真っ白な雲が高めに漂っている青空よろしく、幻想郷は今日も平和だ。思わず欠伸が漏れてしまうくらい、異変も何事もない。
非常にありがたい話であるのだが、それはそれ。これはこれ。今はこの長閑さにちょっぴり恨めしい想いをしていたりする。
欠伸をした通り、私は眠くてしょうがない。そして寝てくださいと言わんばかりの環境まで整っているというのに、あまり瞼を閉じる気になれない。
それというのも――
「……暇ならどこかで油でも売ってきたら?」
トン、と小気味よく置かれた湯呑みによって思考が中断される。
ついでに聞こえてきたぶぶ漬け食ってろ的な言葉は聞き流して、「サンキュー」と霊夢に言いお茶を頂く。口ではこう言っているもののお茶は熱々より一歩手前の温度。実に旨い。

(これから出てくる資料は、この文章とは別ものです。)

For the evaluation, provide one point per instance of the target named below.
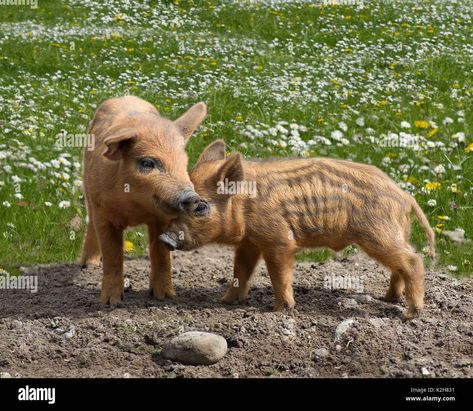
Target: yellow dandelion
(454, 188)
(421, 124)
(432, 132)
(128, 246)
(469, 148)
(432, 186)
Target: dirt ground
(62, 330)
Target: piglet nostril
(188, 201)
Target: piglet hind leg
(280, 264)
(407, 273)
(246, 258)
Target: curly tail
(427, 228)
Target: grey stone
(195, 348)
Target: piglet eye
(146, 164)
(202, 209)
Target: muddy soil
(62, 330)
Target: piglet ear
(232, 169)
(214, 151)
(115, 143)
(191, 119)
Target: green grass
(386, 63)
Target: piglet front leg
(280, 262)
(244, 263)
(111, 244)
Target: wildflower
(440, 169)
(454, 188)
(360, 121)
(432, 186)
(128, 246)
(405, 124)
(64, 204)
(336, 135)
(343, 126)
(460, 137)
(421, 124)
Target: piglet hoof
(392, 298)
(232, 297)
(161, 292)
(284, 306)
(411, 314)
(111, 297)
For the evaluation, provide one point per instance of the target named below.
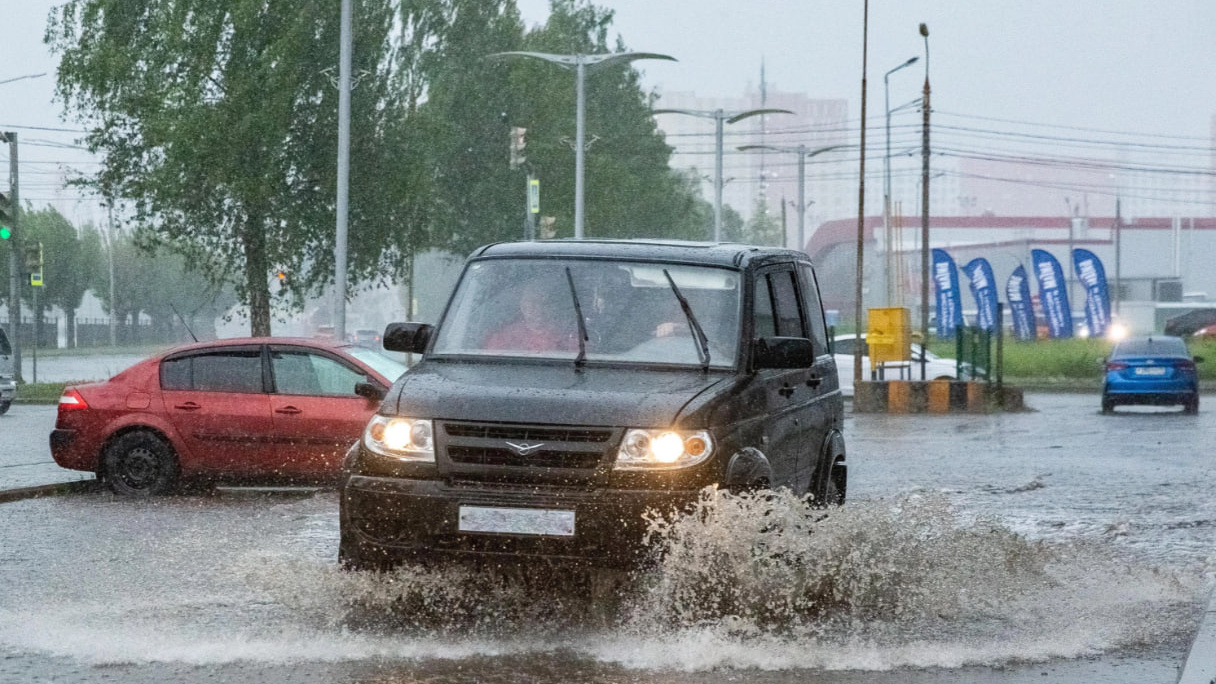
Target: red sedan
(266, 408)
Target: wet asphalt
(242, 586)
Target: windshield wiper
(699, 336)
(583, 325)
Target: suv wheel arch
(748, 470)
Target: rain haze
(642, 447)
(1093, 68)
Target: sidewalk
(26, 452)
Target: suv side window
(784, 298)
(765, 321)
(777, 310)
(814, 309)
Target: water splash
(765, 581)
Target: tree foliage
(218, 121)
(218, 118)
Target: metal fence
(88, 332)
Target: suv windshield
(630, 312)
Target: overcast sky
(1125, 65)
(1135, 66)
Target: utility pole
(110, 251)
(861, 205)
(924, 209)
(1119, 261)
(13, 257)
(339, 247)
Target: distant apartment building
(765, 175)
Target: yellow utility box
(889, 336)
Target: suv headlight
(405, 438)
(656, 449)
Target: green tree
(217, 118)
(161, 285)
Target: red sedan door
(317, 415)
(217, 401)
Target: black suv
(570, 386)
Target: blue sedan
(1152, 370)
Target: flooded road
(1046, 547)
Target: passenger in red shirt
(535, 329)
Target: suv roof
(718, 253)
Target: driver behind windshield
(545, 321)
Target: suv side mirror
(410, 337)
(782, 352)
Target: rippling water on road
(1059, 543)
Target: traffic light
(33, 257)
(5, 217)
(517, 146)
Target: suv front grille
(525, 454)
(527, 432)
(488, 455)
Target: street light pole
(720, 117)
(339, 247)
(804, 153)
(924, 208)
(861, 205)
(581, 63)
(887, 177)
(13, 259)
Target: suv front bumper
(398, 519)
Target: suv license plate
(517, 521)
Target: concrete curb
(1200, 667)
(58, 489)
(934, 397)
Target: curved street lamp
(581, 63)
(22, 77)
(720, 117)
(804, 153)
(887, 177)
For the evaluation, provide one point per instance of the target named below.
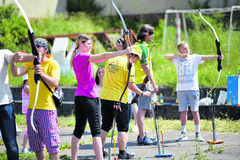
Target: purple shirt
(85, 77)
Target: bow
(126, 31)
(217, 42)
(127, 38)
(37, 77)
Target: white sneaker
(182, 137)
(135, 129)
(199, 138)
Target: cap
(40, 42)
(25, 77)
(137, 50)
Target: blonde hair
(181, 44)
(81, 37)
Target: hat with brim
(137, 50)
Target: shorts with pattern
(46, 124)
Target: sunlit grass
(222, 125)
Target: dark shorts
(87, 109)
(108, 113)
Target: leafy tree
(88, 6)
(12, 27)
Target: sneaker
(135, 129)
(125, 156)
(182, 137)
(145, 141)
(24, 151)
(199, 138)
(130, 152)
(149, 137)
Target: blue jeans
(8, 129)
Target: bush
(12, 27)
(88, 6)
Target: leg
(74, 147)
(40, 155)
(135, 110)
(122, 140)
(8, 129)
(141, 122)
(196, 117)
(25, 138)
(103, 136)
(183, 118)
(97, 147)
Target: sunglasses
(100, 72)
(134, 55)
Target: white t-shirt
(5, 92)
(187, 72)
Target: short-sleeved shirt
(187, 72)
(25, 100)
(85, 76)
(115, 79)
(45, 100)
(145, 59)
(5, 92)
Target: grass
(222, 125)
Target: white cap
(25, 77)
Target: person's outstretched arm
(206, 57)
(100, 58)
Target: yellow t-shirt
(145, 59)
(45, 100)
(115, 79)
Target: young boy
(187, 85)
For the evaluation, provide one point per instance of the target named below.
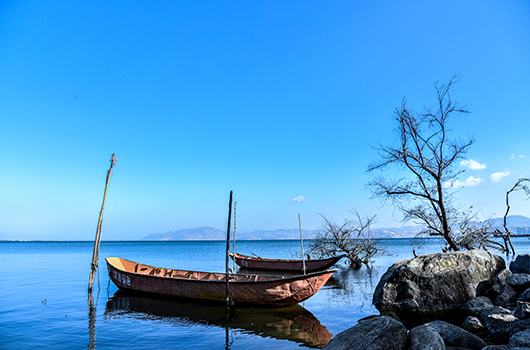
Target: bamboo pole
(97, 241)
(227, 251)
(234, 240)
(301, 242)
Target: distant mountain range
(518, 222)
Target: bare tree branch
(426, 157)
(352, 238)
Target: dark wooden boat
(249, 262)
(211, 286)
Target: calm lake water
(44, 298)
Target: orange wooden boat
(211, 286)
(249, 262)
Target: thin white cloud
(469, 182)
(519, 156)
(473, 164)
(497, 177)
(299, 199)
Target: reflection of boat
(292, 323)
(210, 286)
(258, 263)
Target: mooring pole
(234, 240)
(301, 241)
(227, 251)
(95, 255)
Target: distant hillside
(512, 221)
(201, 233)
(519, 223)
(211, 233)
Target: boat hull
(211, 287)
(249, 262)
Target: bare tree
(425, 158)
(472, 233)
(523, 184)
(352, 239)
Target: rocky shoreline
(458, 300)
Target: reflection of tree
(353, 287)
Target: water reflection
(353, 287)
(293, 323)
(91, 322)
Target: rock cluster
(479, 305)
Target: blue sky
(275, 100)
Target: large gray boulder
(456, 336)
(521, 264)
(434, 286)
(378, 333)
(520, 340)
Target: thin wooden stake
(301, 242)
(227, 251)
(97, 241)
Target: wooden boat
(258, 263)
(211, 286)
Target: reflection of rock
(292, 323)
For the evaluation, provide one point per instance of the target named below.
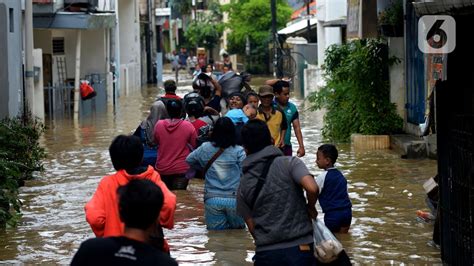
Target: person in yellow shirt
(271, 115)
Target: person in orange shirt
(102, 214)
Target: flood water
(385, 191)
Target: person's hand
(312, 212)
(281, 144)
(210, 111)
(301, 152)
(203, 76)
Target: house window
(58, 46)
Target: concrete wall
(397, 75)
(43, 40)
(129, 43)
(39, 92)
(93, 50)
(11, 74)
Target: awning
(425, 7)
(298, 26)
(75, 20)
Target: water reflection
(385, 191)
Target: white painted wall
(93, 52)
(129, 43)
(39, 92)
(328, 10)
(397, 75)
(43, 40)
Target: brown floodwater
(385, 191)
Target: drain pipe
(77, 75)
(29, 73)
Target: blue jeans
(221, 213)
(334, 220)
(297, 255)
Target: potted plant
(391, 20)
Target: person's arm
(193, 159)
(193, 137)
(312, 193)
(281, 142)
(250, 226)
(302, 176)
(271, 82)
(299, 136)
(217, 87)
(247, 87)
(166, 217)
(284, 127)
(95, 211)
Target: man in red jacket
(102, 211)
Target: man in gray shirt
(271, 199)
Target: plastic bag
(326, 246)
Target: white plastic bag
(326, 245)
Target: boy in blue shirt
(333, 196)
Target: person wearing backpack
(146, 129)
(272, 201)
(220, 160)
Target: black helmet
(194, 104)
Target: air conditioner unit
(104, 5)
(92, 5)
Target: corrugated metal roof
(425, 7)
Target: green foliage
(357, 94)
(204, 33)
(392, 15)
(207, 30)
(20, 156)
(252, 19)
(183, 7)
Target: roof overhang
(342, 22)
(74, 20)
(298, 27)
(425, 7)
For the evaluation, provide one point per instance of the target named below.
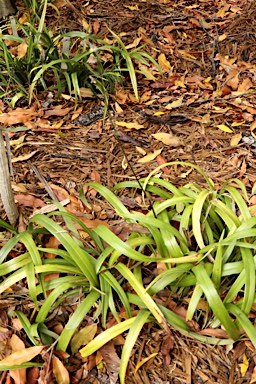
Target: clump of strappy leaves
(203, 238)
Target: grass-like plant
(208, 254)
(64, 62)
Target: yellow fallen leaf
(131, 125)
(237, 124)
(146, 72)
(180, 83)
(60, 372)
(133, 98)
(184, 53)
(83, 337)
(235, 140)
(150, 156)
(142, 151)
(163, 62)
(118, 108)
(206, 119)
(58, 125)
(159, 113)
(174, 104)
(224, 128)
(166, 138)
(21, 357)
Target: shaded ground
(194, 37)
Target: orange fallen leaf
(21, 357)
(150, 156)
(29, 201)
(163, 62)
(167, 138)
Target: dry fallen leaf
(166, 138)
(131, 125)
(163, 62)
(23, 356)
(83, 337)
(150, 156)
(174, 104)
(224, 128)
(23, 157)
(235, 140)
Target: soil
(192, 35)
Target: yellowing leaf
(235, 140)
(146, 359)
(83, 337)
(163, 62)
(22, 356)
(166, 138)
(244, 366)
(150, 156)
(129, 125)
(134, 44)
(60, 372)
(224, 128)
(174, 104)
(22, 49)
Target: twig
(43, 181)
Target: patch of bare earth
(71, 155)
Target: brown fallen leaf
(166, 138)
(57, 112)
(18, 116)
(29, 201)
(60, 372)
(23, 356)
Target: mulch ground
(200, 40)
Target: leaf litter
(201, 110)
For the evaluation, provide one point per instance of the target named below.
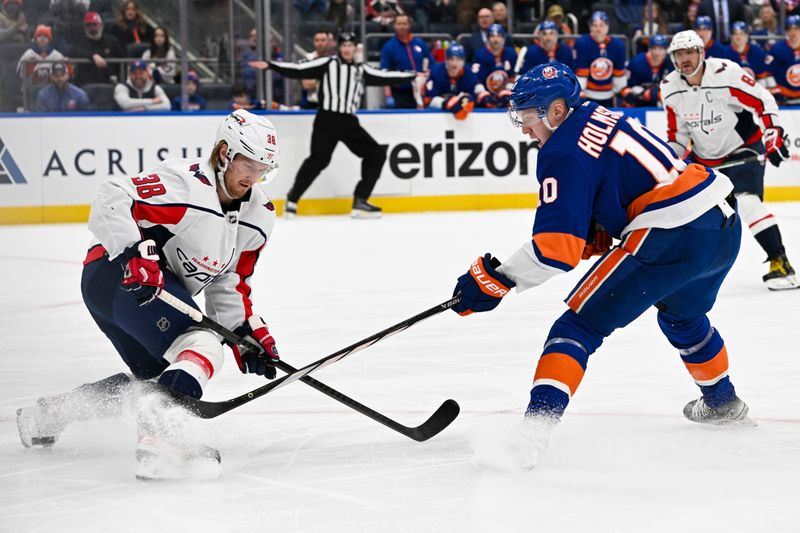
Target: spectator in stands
(30, 64)
(690, 16)
(68, 24)
(722, 13)
(545, 49)
(140, 92)
(383, 12)
(500, 14)
(479, 38)
(160, 48)
(13, 24)
(131, 27)
(496, 56)
(341, 13)
(196, 102)
(651, 24)
(97, 46)
(242, 100)
(766, 25)
(645, 72)
(750, 56)
(452, 87)
(407, 53)
(308, 99)
(600, 62)
(704, 28)
(61, 95)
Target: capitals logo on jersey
(601, 69)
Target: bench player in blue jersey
(603, 175)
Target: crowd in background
(76, 55)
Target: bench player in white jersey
(187, 226)
(719, 113)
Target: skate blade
(782, 284)
(358, 214)
(194, 470)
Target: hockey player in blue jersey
(546, 50)
(750, 56)
(453, 88)
(784, 63)
(704, 28)
(603, 175)
(494, 56)
(600, 62)
(645, 72)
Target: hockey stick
(739, 162)
(444, 415)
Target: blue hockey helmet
(542, 85)
(703, 22)
(548, 25)
(658, 40)
(455, 50)
(599, 15)
(496, 29)
(740, 25)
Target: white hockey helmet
(251, 135)
(686, 40)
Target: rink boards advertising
(50, 165)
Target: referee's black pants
(329, 129)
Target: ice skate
(290, 210)
(364, 209)
(781, 275)
(732, 413)
(162, 460)
(38, 426)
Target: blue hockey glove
(482, 287)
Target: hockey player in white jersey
(185, 226)
(718, 113)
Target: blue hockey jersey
(642, 73)
(600, 67)
(536, 55)
(485, 62)
(784, 64)
(752, 60)
(601, 167)
(440, 85)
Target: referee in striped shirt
(339, 92)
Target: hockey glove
(775, 143)
(482, 287)
(460, 105)
(141, 274)
(598, 242)
(252, 360)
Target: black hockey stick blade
(443, 416)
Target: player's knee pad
(194, 358)
(754, 213)
(563, 363)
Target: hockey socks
(562, 365)
(703, 352)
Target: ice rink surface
(623, 459)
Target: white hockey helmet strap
(250, 135)
(687, 40)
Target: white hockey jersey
(207, 248)
(726, 112)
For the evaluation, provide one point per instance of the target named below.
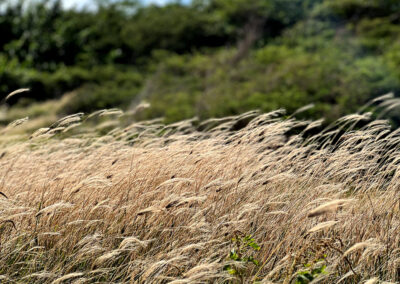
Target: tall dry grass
(149, 203)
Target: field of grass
(255, 198)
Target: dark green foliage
(208, 58)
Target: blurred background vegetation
(205, 58)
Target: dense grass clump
(255, 198)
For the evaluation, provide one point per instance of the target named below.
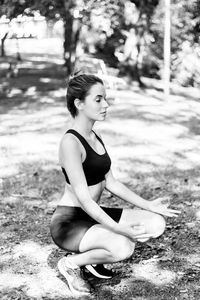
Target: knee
(122, 249)
(158, 225)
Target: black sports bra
(95, 166)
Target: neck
(83, 125)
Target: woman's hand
(135, 232)
(160, 206)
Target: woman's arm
(119, 189)
(70, 151)
(72, 162)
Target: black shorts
(69, 224)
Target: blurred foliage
(126, 34)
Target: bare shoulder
(98, 133)
(69, 142)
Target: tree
(70, 11)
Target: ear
(78, 103)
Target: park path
(154, 145)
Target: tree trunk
(68, 24)
(167, 50)
(3, 54)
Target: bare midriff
(69, 198)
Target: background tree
(70, 11)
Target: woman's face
(95, 104)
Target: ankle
(69, 262)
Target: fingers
(141, 237)
(171, 213)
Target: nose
(105, 103)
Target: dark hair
(78, 88)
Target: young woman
(96, 234)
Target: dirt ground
(154, 145)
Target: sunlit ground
(154, 145)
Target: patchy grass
(154, 148)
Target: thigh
(68, 226)
(99, 237)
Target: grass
(154, 148)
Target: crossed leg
(100, 245)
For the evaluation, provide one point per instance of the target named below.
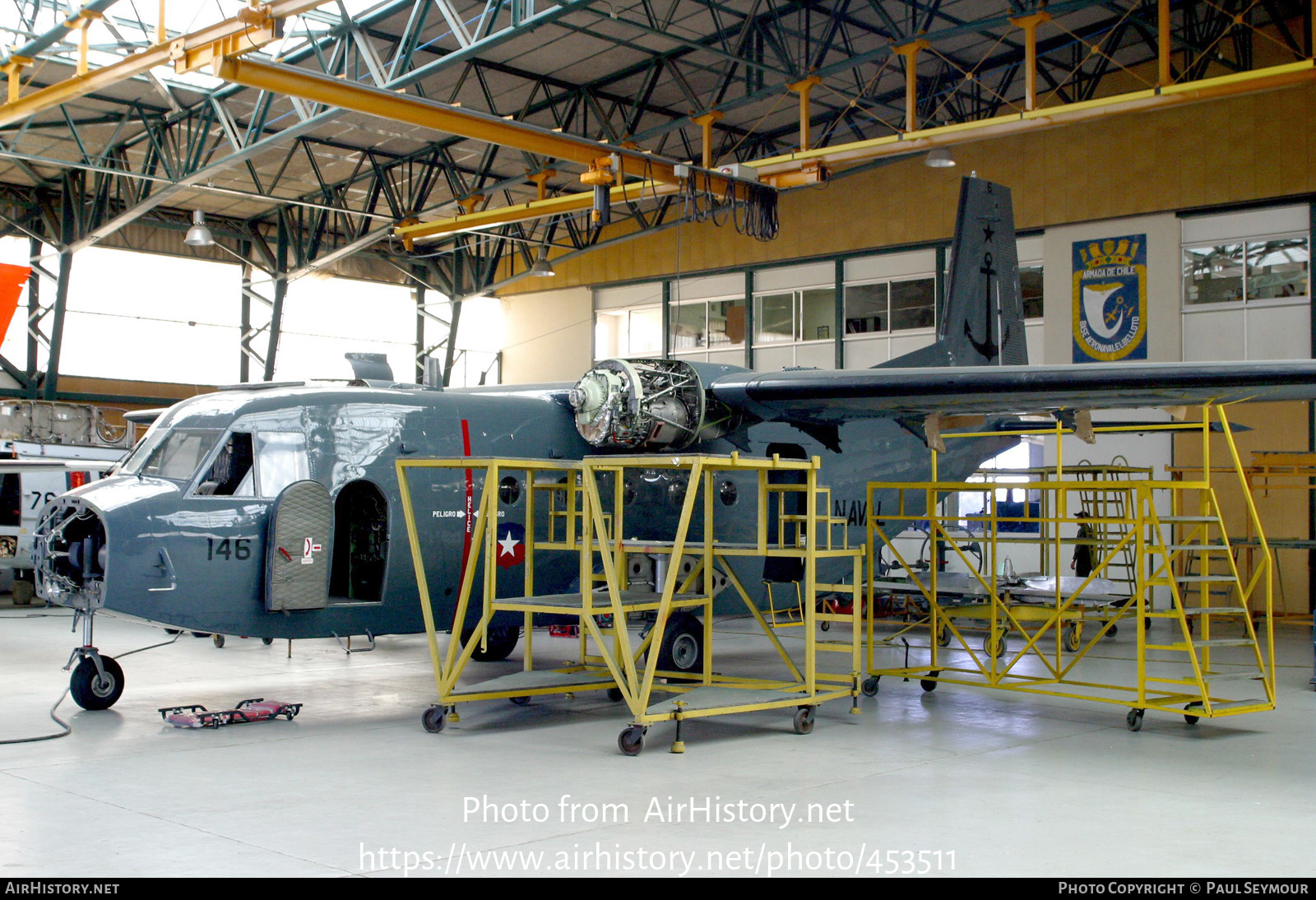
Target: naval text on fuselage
(711, 810)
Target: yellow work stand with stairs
(1211, 663)
(590, 522)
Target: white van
(41, 447)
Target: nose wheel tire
(92, 691)
(632, 740)
(433, 720)
(804, 720)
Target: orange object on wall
(12, 278)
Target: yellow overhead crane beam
(253, 28)
(1152, 99)
(521, 212)
(658, 175)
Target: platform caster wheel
(90, 689)
(1073, 638)
(804, 720)
(632, 741)
(434, 719)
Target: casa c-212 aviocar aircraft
(188, 531)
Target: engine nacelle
(646, 404)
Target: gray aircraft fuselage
(181, 557)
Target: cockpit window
(178, 456)
(230, 476)
(280, 459)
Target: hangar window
(708, 324)
(806, 315)
(1265, 269)
(1031, 290)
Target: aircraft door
(299, 549)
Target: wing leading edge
(833, 397)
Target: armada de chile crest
(1111, 299)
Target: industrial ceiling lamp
(940, 158)
(199, 236)
(543, 267)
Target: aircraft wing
(833, 397)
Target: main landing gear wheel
(434, 719)
(500, 643)
(1072, 638)
(682, 645)
(804, 720)
(632, 740)
(90, 689)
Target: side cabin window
(280, 459)
(230, 474)
(179, 454)
(256, 465)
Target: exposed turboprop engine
(651, 404)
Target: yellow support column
(1030, 26)
(911, 52)
(706, 124)
(803, 90)
(1162, 42)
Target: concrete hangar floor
(957, 782)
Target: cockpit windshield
(175, 454)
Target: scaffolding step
(1212, 678)
(1239, 706)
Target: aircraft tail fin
(982, 318)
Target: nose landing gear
(96, 680)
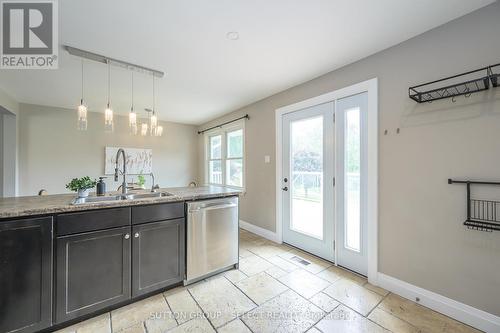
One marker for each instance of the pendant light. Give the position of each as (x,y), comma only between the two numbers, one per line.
(144,129)
(108,113)
(153,120)
(82,111)
(132,117)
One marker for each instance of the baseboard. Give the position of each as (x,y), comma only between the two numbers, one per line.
(267,234)
(464,313)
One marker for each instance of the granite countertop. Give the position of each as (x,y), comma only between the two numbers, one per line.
(60,203)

「その油とやらを霊夢が買ってくれたら次に行けるんだけどな」
「おあいにく様、押し売りは全部お断りだから。それで、目は覚めた?」
ばっちり見られていたのかあの欠伸。誰も見てないと思って口に手をかざすことさえしていない。
返事の言葉を探して「甘い物があったら目も覚めるかも」と言おうとして、欠伸第二射。今度は手をかざしたものの涙が滲んでくる。そして、さっき中断した思考がまた回転し始める。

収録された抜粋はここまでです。